Come back to ceteris paribus: assume that demand abroad has increased for some reason. This could be due to an increase in the fiscal stance of the foreign government or a private sector led credit expansion abroad. This will lead to an increase in exports for the country we are discussing. So in such a scenario, an increase in the fiscal stance – up to some limit – will not lead to a widening of CAD, i.e., decrease in BP.

Wynne Godley put it best in a Levy article in 1995 (always perfect with his wording):

Refuting the “Saving is Too Low” Argument 

It is sometimes held that, in the words of the Economist (May 27. 1995, p. 18), “America’s current account deficit is enormous because its citizens save so little and its government spends too much.” The basis for this proposition is the accounting identity that says that the private sector’s surplus of saving over investment is always equal to the government’s deficit plus (or minus) the current account surplus (or deficit). As this relationship invariably holds by the laws of logic, it can be said with certainty that if private saving were to increase given the budget deficit or if the budget deficit were to be reduced given private saving, the current account balance would be found to have improved by an exactly equal amount. But an accounting identity, though useful as a basis for consistent thinking about the problem can tell us nothing about why anything happens. In my view, while it is true by the laws of logic that the current balance of payments always equals the public deficit less the private financial surplus, the only causal relationship linking the balances (given trade propensities) operates through changes in the level of output at home and abroad. Thus a spontaneous increase in household saving or a spontaneous reduction in the budget deficit (say, as a result of cuts in public expenditure) would bring about an improvement in the external deficit only because either would induce a fall in total demand and output, with lower imports as a consequence.

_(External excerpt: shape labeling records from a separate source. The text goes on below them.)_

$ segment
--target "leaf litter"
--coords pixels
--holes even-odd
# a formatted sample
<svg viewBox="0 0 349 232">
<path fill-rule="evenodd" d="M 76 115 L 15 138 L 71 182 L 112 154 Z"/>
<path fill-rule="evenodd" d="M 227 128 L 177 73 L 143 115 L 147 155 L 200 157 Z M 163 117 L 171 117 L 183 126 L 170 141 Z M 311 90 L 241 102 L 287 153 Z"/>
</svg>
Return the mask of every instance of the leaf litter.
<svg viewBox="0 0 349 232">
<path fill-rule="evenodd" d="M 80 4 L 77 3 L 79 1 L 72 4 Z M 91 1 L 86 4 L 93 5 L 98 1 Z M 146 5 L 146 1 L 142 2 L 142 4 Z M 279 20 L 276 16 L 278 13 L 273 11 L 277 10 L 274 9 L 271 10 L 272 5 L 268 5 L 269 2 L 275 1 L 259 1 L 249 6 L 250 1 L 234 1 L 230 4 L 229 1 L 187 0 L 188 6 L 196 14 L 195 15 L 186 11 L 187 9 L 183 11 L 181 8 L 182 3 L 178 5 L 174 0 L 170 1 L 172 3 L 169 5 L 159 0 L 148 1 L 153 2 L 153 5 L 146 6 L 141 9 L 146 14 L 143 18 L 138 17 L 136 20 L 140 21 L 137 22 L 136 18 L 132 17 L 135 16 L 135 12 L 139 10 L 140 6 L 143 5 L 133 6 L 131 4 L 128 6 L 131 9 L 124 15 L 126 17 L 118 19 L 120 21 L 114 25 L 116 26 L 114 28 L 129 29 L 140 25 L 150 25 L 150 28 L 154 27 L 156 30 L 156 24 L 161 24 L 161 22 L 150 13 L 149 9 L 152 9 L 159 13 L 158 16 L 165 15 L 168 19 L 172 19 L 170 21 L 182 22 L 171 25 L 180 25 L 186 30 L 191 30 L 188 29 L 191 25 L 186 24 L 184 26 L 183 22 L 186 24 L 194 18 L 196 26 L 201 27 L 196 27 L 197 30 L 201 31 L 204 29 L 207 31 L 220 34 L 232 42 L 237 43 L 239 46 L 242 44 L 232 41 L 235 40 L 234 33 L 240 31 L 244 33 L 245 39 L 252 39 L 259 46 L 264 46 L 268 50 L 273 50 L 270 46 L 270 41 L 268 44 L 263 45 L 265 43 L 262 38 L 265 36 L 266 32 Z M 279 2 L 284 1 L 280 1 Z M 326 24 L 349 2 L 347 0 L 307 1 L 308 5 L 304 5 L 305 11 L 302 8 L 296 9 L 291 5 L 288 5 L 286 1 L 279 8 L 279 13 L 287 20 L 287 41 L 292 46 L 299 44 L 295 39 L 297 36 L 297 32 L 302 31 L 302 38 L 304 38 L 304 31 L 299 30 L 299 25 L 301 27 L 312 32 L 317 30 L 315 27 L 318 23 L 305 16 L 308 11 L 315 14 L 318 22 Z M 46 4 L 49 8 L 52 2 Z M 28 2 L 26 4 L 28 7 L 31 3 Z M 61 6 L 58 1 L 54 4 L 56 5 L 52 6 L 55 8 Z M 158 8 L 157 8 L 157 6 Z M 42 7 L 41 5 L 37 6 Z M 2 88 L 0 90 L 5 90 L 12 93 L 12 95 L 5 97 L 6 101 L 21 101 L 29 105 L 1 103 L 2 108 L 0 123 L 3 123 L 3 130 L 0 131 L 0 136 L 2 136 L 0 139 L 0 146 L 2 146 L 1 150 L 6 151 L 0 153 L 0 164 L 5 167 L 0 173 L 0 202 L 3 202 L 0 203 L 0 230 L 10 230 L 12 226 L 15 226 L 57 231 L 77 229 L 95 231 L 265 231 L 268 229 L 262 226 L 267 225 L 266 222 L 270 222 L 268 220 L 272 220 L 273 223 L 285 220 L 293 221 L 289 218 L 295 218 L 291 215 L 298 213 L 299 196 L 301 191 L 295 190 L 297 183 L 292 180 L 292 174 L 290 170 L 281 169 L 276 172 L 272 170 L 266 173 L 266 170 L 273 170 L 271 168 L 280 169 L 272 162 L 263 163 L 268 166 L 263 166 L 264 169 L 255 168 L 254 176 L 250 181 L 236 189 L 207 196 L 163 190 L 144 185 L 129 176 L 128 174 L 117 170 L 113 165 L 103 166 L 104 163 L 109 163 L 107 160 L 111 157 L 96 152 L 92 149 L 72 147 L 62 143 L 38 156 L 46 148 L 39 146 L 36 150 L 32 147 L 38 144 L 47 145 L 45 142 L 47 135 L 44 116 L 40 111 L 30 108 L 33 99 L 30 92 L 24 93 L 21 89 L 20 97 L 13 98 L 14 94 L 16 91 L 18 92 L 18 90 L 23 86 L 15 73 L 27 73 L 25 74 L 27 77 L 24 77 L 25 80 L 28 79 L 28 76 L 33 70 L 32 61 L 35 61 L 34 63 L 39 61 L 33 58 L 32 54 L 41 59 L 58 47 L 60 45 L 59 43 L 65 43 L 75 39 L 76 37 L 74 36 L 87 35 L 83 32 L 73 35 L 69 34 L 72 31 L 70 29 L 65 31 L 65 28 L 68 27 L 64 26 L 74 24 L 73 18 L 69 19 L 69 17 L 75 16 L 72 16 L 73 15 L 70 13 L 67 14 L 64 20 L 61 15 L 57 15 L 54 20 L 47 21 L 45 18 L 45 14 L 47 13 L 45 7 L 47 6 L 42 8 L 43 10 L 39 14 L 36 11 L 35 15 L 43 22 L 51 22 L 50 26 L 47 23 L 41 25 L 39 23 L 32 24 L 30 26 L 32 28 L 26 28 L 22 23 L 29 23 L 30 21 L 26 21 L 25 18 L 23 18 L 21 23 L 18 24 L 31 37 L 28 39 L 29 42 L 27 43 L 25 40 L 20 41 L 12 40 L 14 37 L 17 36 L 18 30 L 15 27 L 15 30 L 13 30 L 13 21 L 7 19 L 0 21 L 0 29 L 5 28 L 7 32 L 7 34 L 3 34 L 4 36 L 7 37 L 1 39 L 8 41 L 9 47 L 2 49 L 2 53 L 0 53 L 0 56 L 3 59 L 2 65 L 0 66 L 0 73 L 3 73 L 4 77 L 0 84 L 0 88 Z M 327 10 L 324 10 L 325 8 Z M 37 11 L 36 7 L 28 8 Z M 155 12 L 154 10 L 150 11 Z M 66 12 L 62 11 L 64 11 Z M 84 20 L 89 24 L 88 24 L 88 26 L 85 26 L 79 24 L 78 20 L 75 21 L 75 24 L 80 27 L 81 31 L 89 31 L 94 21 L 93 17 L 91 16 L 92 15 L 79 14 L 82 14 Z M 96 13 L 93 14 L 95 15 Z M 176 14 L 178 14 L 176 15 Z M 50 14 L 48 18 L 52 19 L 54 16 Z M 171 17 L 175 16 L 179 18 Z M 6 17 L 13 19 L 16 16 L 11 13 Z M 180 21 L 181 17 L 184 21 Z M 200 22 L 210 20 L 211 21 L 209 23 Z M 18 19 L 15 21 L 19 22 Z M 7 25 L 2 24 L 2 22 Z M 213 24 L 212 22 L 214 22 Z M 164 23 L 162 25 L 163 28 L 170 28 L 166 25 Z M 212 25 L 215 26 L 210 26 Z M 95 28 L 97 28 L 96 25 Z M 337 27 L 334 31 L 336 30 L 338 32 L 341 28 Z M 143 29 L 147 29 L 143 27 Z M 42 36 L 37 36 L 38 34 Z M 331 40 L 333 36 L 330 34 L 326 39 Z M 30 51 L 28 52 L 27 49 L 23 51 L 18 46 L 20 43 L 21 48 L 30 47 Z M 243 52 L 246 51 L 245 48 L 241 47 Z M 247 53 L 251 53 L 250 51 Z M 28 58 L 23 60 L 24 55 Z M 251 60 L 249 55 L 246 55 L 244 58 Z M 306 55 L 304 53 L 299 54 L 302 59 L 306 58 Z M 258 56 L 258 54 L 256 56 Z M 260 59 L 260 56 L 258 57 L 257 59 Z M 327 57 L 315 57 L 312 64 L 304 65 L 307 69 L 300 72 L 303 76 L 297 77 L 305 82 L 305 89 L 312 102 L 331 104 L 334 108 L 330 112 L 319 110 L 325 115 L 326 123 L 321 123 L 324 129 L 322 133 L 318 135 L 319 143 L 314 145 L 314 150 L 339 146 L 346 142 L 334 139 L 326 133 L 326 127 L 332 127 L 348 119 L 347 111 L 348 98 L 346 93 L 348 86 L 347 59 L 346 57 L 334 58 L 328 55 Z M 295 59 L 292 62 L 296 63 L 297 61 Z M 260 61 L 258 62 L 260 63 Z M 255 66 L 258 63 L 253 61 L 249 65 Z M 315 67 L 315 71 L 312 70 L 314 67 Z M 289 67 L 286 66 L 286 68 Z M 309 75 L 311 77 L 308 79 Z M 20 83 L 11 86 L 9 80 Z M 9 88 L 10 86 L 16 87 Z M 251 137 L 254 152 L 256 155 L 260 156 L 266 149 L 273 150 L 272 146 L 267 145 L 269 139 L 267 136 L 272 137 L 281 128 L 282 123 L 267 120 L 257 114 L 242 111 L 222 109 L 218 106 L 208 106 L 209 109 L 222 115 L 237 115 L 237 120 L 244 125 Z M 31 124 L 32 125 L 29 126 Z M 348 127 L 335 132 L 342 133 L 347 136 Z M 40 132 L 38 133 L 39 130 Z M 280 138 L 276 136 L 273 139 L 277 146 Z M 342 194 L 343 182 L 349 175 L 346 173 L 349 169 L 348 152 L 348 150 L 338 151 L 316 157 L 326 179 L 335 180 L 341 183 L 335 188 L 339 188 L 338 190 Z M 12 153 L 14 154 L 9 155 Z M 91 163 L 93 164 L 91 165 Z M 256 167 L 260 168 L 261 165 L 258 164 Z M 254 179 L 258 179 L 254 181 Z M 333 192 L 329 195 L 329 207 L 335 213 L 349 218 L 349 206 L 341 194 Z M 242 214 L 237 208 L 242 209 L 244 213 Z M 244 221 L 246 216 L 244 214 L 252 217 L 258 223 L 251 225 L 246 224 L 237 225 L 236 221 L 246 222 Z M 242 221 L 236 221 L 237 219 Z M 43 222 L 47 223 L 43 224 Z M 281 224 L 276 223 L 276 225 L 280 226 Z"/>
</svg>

How is protectionism related to all this? When nations face severe balance of payments issues, they are forced to deflate demand in order to bring the balance of payments at sustainable levels. If that doesn’t work either, nations may try to directly reduce imports. This works via reducing the propensity to import and hence imports. However, it is difficult to take such a step because it can lead to retaliation. As John Maynard Keynes once put it:

During most of the period in which the modern world has been evolved … the failure to solve this problem has been a major cause of impoverishment and social discontent and even of wars and revolutions.

i.e., the failure to resolve the balance of payments problem. The only way to peacefully resolve this issue is by working toward a solution which is good for all. Even the Bank of England (and Mervyn King) has realized this. Else we will just have a long period of low demand and high unemployment, leading to social unrest. More on that some other time.